Bitcoin – the ‘throw away’ currency!
And so, talking as we were about the value of Bitcoin, can anyone in the world be as unlucky as the man in England (we’ll call him Lucky – but his real name is James Howell) who inadvertently threw away his hard drive worth £107 million into the garbage? Yes, you guessed it, his hard drive contained his well-preserved Bitcoin collection – comprising 8000 of the first Bitcoins ever to be mined. It was started 10 years ago when Bitcoin was it gleam in Satoshi Nakamoto’s eyes but now worth a current value of approx £130 million and rising. Apparently, it was worth over half a billion pounds sterling only a couple of years ago but who’s counting? This heartwarming story of riches to rags was revealed in London’s Sunday Times Magazine – probably as a human-interest story, but we’d say more of a tragi-comedy.

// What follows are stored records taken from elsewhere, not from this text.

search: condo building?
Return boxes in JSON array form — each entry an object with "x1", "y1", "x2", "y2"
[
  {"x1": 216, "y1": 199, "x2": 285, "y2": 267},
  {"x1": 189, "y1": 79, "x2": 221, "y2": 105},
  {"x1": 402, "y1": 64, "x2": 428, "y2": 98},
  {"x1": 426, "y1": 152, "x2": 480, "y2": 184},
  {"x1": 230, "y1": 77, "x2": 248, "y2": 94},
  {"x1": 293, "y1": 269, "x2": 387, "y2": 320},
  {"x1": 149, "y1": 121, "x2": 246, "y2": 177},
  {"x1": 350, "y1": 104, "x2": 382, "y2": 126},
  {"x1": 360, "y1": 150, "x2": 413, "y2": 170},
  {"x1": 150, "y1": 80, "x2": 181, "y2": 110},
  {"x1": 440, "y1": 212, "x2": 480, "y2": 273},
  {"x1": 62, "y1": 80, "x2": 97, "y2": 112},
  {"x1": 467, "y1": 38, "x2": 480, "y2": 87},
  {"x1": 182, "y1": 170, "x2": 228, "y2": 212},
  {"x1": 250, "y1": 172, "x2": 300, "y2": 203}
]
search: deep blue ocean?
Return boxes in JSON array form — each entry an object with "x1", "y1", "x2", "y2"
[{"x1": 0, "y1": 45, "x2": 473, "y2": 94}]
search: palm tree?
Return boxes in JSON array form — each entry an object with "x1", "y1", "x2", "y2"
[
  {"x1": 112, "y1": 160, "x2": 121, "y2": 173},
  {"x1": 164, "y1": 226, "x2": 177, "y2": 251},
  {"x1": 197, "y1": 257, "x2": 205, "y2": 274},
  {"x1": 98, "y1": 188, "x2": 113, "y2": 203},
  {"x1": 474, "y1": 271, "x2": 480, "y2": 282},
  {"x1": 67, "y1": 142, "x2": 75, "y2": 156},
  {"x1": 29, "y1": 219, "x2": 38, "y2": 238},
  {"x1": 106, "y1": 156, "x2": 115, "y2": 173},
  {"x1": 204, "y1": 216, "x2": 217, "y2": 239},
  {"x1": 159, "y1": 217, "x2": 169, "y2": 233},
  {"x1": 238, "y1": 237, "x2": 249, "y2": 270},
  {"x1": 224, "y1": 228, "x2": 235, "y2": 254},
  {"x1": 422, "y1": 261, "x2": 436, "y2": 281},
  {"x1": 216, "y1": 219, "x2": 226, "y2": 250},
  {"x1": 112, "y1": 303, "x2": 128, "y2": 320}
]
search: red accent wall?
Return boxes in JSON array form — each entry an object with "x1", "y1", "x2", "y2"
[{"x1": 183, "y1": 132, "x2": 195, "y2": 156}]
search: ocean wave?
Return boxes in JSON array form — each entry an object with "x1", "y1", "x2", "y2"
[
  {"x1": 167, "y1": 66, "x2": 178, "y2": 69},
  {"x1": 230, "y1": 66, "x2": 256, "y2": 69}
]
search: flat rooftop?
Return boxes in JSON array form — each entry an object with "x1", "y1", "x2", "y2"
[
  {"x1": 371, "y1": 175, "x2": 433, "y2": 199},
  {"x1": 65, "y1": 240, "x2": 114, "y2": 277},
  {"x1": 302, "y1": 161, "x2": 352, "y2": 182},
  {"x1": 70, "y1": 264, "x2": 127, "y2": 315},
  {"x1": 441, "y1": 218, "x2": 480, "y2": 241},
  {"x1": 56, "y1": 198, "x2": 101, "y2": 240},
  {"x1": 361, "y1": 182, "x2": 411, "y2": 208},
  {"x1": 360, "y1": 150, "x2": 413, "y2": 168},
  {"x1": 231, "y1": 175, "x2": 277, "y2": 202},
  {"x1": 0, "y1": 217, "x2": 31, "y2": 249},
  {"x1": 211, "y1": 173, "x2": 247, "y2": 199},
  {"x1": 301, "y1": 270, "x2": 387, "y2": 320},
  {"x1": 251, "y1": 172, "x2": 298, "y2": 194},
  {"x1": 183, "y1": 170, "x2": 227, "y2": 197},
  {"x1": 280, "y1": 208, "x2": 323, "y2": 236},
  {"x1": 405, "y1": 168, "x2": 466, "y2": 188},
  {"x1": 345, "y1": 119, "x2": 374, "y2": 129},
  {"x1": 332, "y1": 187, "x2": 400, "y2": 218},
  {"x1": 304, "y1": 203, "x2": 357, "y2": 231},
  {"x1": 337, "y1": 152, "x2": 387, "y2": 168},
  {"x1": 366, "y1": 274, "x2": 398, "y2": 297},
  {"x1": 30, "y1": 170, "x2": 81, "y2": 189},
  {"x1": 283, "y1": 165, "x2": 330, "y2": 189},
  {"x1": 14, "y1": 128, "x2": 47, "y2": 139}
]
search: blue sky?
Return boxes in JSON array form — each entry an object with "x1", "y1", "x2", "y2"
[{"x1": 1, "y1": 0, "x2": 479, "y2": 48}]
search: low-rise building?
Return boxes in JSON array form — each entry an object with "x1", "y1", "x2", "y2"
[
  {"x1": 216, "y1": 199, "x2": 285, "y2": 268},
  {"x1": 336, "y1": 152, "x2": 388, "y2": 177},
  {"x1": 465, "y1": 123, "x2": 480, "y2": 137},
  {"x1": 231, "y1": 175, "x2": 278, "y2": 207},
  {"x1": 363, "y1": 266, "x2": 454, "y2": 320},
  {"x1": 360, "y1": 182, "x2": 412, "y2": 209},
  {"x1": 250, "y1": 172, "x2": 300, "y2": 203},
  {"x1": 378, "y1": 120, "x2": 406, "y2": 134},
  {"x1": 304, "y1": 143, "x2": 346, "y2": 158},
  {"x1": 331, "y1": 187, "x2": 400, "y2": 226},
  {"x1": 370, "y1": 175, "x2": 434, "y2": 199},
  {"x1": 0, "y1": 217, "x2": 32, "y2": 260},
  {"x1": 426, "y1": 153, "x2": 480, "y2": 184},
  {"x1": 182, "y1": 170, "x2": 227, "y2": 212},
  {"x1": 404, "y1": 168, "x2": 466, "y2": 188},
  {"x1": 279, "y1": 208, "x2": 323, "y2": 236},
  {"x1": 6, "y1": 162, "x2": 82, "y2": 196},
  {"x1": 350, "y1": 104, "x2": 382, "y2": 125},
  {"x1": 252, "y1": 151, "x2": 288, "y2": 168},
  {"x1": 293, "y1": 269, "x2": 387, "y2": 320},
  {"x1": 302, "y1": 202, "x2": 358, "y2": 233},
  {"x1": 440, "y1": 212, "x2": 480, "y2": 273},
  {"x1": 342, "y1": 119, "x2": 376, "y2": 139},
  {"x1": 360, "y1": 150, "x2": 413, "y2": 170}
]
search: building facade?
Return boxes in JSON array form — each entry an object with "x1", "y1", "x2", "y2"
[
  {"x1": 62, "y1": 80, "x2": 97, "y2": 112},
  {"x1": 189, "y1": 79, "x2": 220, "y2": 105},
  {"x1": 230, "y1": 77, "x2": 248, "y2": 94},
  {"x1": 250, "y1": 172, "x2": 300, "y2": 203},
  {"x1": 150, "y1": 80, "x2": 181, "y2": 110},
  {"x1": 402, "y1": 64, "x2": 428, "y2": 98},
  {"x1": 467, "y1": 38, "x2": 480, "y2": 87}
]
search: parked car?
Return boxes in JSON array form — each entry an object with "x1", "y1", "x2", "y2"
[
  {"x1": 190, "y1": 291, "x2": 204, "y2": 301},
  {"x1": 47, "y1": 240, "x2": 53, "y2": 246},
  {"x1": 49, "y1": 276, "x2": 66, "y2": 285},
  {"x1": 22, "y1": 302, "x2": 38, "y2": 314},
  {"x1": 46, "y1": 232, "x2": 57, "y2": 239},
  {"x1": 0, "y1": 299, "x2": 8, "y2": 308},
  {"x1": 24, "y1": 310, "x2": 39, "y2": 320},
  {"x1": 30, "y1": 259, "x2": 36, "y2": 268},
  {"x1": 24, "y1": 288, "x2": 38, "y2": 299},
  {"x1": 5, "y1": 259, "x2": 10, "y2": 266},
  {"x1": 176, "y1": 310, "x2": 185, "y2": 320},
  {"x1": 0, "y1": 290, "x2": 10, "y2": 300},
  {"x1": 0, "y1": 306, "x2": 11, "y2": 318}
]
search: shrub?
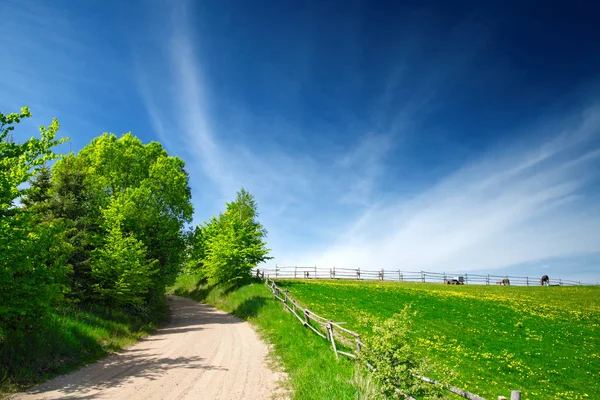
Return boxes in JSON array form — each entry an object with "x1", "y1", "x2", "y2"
[{"x1": 357, "y1": 305, "x2": 447, "y2": 399}]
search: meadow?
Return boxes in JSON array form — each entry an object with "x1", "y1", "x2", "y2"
[{"x1": 275, "y1": 279, "x2": 600, "y2": 399}]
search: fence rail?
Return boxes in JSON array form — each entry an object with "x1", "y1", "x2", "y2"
[
  {"x1": 263, "y1": 276, "x2": 521, "y2": 400},
  {"x1": 255, "y1": 266, "x2": 594, "y2": 286}
]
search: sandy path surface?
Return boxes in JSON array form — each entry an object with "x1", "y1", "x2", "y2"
[{"x1": 11, "y1": 296, "x2": 283, "y2": 400}]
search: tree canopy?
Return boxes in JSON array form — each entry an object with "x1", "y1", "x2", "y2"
[
  {"x1": 196, "y1": 189, "x2": 271, "y2": 285},
  {"x1": 0, "y1": 107, "x2": 70, "y2": 329}
]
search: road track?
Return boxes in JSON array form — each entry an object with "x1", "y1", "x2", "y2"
[{"x1": 11, "y1": 296, "x2": 283, "y2": 400}]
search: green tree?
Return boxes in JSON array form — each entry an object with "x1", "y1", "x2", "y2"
[
  {"x1": 75, "y1": 133, "x2": 193, "y2": 304},
  {"x1": 0, "y1": 107, "x2": 70, "y2": 330},
  {"x1": 184, "y1": 225, "x2": 207, "y2": 274},
  {"x1": 91, "y1": 200, "x2": 157, "y2": 314},
  {"x1": 49, "y1": 154, "x2": 99, "y2": 300},
  {"x1": 21, "y1": 165, "x2": 52, "y2": 216},
  {"x1": 203, "y1": 189, "x2": 271, "y2": 285}
]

Lucky is now in the tricky position of cajoling the local authorities who serve the area to be given permission to go to the multi-acre landfill site and try to relocate this hard drive amongst around 15,000 tonnes of er, garbage. He’s even willing to donate 10% to good causes and – and spend another fortune paying for the technology and manpower to sift through the site (we’re back to those baked beans tins again). Isn’t it a great story – and here’s the punchline, the longer he leaves it the more his hard drive will be potentially worth – now that’s what we call pay dirt! (ps if you can think of a better payoff line – send it to us at coincub.com and you can have my job!)
A last word on Balloons!
The Chinese love balloons. At New Year they send them up into the sky – usually red and adorned with golden tassels. In England we had an epidemic (if you’ll pardon the phrase) of Chinese balloons floating across the night sky, each of them hosting a lighted candle that looked ever so pretty but was a bit of a fire risk and a potential hazard to aircraft so they got, sort of, discouraged.
And so, because the Chinese love their balloons it’s obvious that the even larger balloon that allegedly floated over America – and allegedly found itself over a sensitive military installation, having allegedly been blown off course – was in no way a spy balloon – even though this is what the American establishment has allegedly alleged. (Nb – over-use of the word ‘allegedly’ is to prove we’re totally fair-minded)
Our cool, unbiased opinion is that Americans need not worry. This was just a Chinese New Year balloon on a world mission of peace and goodwill that somehow lost its way.